Sunday, March 12, 2006

There.

my parents don't know that i have a blog. i felt it would restrict my creativity too much if they were to be able to read it. but the radio talked to my dad about blogs the other day.

dad: what's a blog?
a: it means web log.
dad: but people can leave their comments, right?
a: right.
mom: you should get a blog, a. since you have so much to say all the time. *at which point she laughs hysterically cause she thinks she has dissed me*. why don't you get a blog?
*z and i exchange knowing glances*
z: yeah, why don't you get a blog?
w: yeah, why don't you get a blog?
mom: yeah, why don't you get a blog? *laughs again hysterically but this time everyone else joins in, though we aren't laughing for the same reason*
a: yeah, maybe i'll get a blog.

z: *in the car ride home* that was funny, eh? you should *makes typing actions* that story.
a: i was thinking the same thing.

but the story is pretty lame now that i put it on here. i didn't know how to make it any better.

i like having retarded secrets from my parents. i like pretending like my life is more rebellious than it is, to the point that i have to keep things from my parents. when i went away to school, i used to tell my mom that i was a wino and we had tons of boys over to the house every night just to get her all riled up. maybe i wanted her to think i was cool and edgy.

the things we do to pretend we are people that we aren't.

how many people are you?

z is mad cause i haven't posted in days. i've actually been home all weekend and had plenty of time, but i decided (rather my body decided for me) that i needed to sleep all day. my body was like a desert and my eyes were so dry and sore that i couldn't have them open for any length of time. my bones felt dry. my brain felt dry. i whined and whined until someone brought me water with ice. no one could understand that i wasn't being lazy, but that i was in fact just too dry to walk. like who can walk in a desert right? at least, who can walk for very long? well, imagine the desert being you. who can walk for long being a desert? there. my whining was totally justified.

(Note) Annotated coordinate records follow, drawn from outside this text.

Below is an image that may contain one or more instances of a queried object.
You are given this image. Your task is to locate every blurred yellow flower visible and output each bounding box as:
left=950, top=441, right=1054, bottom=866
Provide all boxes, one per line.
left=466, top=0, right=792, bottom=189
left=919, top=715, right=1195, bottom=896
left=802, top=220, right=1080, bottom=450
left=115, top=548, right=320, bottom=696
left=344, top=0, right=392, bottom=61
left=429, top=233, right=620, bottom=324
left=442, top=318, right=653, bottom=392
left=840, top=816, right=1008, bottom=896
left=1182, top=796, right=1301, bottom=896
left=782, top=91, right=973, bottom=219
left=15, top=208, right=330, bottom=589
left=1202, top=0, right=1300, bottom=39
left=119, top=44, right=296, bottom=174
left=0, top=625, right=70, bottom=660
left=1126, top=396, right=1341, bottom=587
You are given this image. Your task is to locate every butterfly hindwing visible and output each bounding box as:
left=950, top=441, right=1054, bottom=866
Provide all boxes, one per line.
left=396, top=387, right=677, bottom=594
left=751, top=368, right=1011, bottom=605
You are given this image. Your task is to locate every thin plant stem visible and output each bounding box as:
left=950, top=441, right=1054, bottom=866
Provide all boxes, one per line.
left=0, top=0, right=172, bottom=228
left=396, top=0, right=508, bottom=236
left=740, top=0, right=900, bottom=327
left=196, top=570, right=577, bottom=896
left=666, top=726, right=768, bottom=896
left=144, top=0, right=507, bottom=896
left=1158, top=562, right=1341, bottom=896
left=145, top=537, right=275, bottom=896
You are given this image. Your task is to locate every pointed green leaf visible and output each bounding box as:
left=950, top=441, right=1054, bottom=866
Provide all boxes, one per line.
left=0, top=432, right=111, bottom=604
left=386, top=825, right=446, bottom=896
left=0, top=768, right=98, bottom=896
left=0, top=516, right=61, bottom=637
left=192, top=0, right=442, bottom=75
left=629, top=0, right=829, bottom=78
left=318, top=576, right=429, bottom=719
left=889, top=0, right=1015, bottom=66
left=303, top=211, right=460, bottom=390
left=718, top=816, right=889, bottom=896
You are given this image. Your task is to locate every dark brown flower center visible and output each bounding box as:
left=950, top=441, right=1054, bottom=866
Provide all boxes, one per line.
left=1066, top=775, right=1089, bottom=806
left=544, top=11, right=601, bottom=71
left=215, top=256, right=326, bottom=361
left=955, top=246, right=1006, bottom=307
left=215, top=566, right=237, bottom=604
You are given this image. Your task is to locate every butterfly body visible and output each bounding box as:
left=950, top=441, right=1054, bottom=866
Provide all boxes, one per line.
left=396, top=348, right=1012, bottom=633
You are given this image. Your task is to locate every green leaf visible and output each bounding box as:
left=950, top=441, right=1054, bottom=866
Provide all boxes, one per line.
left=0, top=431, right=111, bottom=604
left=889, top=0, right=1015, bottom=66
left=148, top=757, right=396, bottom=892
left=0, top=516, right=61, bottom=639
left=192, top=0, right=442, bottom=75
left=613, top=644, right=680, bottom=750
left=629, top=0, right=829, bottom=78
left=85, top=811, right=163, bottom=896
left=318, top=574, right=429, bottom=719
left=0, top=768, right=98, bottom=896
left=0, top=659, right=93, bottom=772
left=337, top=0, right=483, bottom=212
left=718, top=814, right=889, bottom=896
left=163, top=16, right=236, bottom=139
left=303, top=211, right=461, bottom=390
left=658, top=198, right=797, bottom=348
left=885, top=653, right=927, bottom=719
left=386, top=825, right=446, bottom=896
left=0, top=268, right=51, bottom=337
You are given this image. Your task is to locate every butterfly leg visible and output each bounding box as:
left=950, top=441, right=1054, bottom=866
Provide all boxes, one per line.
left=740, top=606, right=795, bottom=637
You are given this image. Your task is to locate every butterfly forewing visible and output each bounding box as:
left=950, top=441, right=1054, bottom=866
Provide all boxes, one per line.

this week is st. patty's week at the day care. i guess i have to learn the kids about potatoes and leprechauns and come up with some lame ass crafts to do. maybe read some stories. i am not prepared. we've got to eat potatoes every day at lunch. so mashed, chip-type thin sliced fries... so that's two days covered, but that's about all the potato recipes that i can come up with right now. i will have to get on recipezaar. and pack a bag. and plan the day. damn. i just wanted to do nothing and go to bed.

after sunday night television of course.... which i haven't seen in a month so i will be super behind.

have you seen the grass? it's peaking out behind the wet wet snow. there are no words for how i feel.

1 Comments:

Blogger Rally said...

Your parents don't know that I have a blog either. I have been meaning to tell them, but I thought it best I wait.

I think maybe after they get over the shock of your having one, I will let them know that I have one as well.

It seems fair to me.

Wednesday, March 15, 2006 10:54:00 p.m.